Under the terms of the sale, SEL will sell all of the CERs created by its two hydroelectric power projects in Fiji. Based on current production estimates SEL will be entitled to create 25,000 tonnes per annum of CERs.

These CERs will be sold to ABN AMRO (London) over the next seven years. ABN AMRO has in turn contracted to sell all these CERs to Accord Energy Limited, the trading arm of FTSE 100 energy and home services provider, Centrica plc, parent company of the UK’s largest residential energy supplier, British Gas.

The two power projects owned by SEL that will generate the CERs are the operating 6.5 MW Wainikasou hydro plant, and the soon to be completed 3 MW Vaturu hydro project. SEL is jointly owned by Pacific Hydro and state-owned Fiji Electricity Authority.

Under the Kyoto Protocol, carbon trading is permitted to enable industries in developed countries to offset their emissions of carbon dioxide by investing in alternative and cleaner energy projects, referred to as Clean Development Mechanism (CDM) Projects, in developing countries.

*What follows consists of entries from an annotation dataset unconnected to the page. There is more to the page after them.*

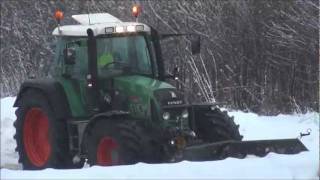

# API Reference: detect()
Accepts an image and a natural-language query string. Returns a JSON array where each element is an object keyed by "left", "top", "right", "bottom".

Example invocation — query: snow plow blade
[{"left": 183, "top": 139, "right": 308, "bottom": 161}]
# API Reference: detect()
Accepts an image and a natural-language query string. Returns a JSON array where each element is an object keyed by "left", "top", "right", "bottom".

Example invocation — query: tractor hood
[
  {"left": 115, "top": 75, "right": 175, "bottom": 93},
  {"left": 114, "top": 75, "right": 184, "bottom": 106}
]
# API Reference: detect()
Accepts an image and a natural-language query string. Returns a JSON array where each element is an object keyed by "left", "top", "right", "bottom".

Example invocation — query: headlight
[
  {"left": 181, "top": 109, "right": 189, "bottom": 119},
  {"left": 162, "top": 112, "right": 170, "bottom": 120}
]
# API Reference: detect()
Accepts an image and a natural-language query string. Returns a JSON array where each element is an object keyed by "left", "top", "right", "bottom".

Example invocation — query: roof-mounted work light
[
  {"left": 132, "top": 5, "right": 141, "bottom": 21},
  {"left": 54, "top": 10, "right": 63, "bottom": 24}
]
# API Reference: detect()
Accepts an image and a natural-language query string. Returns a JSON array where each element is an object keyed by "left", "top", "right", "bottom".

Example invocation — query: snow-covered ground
[{"left": 0, "top": 98, "right": 319, "bottom": 179}]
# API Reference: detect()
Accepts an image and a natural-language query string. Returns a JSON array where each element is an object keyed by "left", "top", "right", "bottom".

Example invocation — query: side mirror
[
  {"left": 191, "top": 36, "right": 200, "bottom": 55},
  {"left": 63, "top": 47, "right": 76, "bottom": 65},
  {"left": 172, "top": 66, "right": 179, "bottom": 80}
]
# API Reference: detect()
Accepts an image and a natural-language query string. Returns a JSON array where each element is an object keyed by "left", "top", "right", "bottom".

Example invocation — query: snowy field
[{"left": 0, "top": 98, "right": 319, "bottom": 179}]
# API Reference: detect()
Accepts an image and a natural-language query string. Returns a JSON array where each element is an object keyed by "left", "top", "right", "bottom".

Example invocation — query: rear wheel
[
  {"left": 87, "top": 119, "right": 146, "bottom": 166},
  {"left": 14, "top": 90, "right": 79, "bottom": 169},
  {"left": 196, "top": 108, "right": 243, "bottom": 142}
]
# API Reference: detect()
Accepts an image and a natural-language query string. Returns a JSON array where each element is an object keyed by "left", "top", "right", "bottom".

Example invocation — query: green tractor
[{"left": 14, "top": 10, "right": 306, "bottom": 169}]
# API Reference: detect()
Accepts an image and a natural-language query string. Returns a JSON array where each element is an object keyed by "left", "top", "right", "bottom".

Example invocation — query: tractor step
[{"left": 183, "top": 139, "right": 308, "bottom": 161}]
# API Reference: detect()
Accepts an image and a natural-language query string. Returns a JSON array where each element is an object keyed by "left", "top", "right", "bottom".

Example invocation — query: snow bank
[{"left": 0, "top": 97, "right": 319, "bottom": 179}]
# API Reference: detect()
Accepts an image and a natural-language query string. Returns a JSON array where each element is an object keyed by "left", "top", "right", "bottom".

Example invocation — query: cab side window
[{"left": 63, "top": 40, "right": 88, "bottom": 79}]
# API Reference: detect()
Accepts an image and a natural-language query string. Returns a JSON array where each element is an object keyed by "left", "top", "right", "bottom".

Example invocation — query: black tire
[
  {"left": 86, "top": 117, "right": 150, "bottom": 166},
  {"left": 196, "top": 108, "right": 243, "bottom": 142},
  {"left": 14, "top": 89, "right": 79, "bottom": 170}
]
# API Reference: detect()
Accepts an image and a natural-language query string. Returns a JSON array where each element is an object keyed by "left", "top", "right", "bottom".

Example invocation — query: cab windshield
[{"left": 97, "top": 35, "right": 152, "bottom": 75}]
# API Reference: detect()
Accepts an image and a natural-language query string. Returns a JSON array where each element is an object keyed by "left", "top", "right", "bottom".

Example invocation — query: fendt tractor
[{"left": 14, "top": 6, "right": 307, "bottom": 169}]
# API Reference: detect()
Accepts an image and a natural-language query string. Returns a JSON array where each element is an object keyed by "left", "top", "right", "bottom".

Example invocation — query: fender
[
  {"left": 79, "top": 111, "right": 129, "bottom": 155},
  {"left": 13, "top": 79, "right": 71, "bottom": 119}
]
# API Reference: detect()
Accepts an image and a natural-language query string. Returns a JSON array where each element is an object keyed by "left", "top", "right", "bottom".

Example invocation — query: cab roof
[{"left": 52, "top": 13, "right": 150, "bottom": 36}]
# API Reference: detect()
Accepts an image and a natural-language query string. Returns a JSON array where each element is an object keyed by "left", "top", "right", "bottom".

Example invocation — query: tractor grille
[
  {"left": 154, "top": 89, "right": 185, "bottom": 106},
  {"left": 163, "top": 107, "right": 190, "bottom": 130}
]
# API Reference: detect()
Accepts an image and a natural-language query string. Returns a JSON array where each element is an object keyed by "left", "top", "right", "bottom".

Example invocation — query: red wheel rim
[
  {"left": 23, "top": 108, "right": 51, "bottom": 167},
  {"left": 97, "top": 137, "right": 120, "bottom": 166}
]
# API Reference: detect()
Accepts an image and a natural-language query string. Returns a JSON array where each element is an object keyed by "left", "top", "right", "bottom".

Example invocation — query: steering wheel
[{"left": 104, "top": 61, "right": 130, "bottom": 69}]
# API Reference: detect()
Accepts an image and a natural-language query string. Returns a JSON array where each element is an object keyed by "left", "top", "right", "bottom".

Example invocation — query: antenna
[{"left": 88, "top": 0, "right": 91, "bottom": 25}]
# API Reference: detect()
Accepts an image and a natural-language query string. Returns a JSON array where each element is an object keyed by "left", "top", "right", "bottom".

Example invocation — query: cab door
[{"left": 61, "top": 39, "right": 88, "bottom": 117}]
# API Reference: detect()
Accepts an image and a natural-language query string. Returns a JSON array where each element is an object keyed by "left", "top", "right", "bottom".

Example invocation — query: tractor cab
[
  {"left": 53, "top": 13, "right": 182, "bottom": 119},
  {"left": 53, "top": 13, "right": 158, "bottom": 78}
]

SEL is in the final stage of CDM registration for its two hydroelectric power projects which is a condition of the sale of the CERs.

Pacific Hydro’s Managing Director Jeff Harding said the contract demonstrated Kyoto policies in action.

“We have seen carbon credits trading on the European market since January this year, but this transaction means that initiatives developed through the Kyoto Protocol are now a business reality,” Harding said.

“Kyoto initiatives that were proposals and theories are now commercial opportunities and economic realities.”

Pacific Hydro more than 800 MW of hydroelectric development projects in Chile and Fiji which are expected to qualify as CDM projects.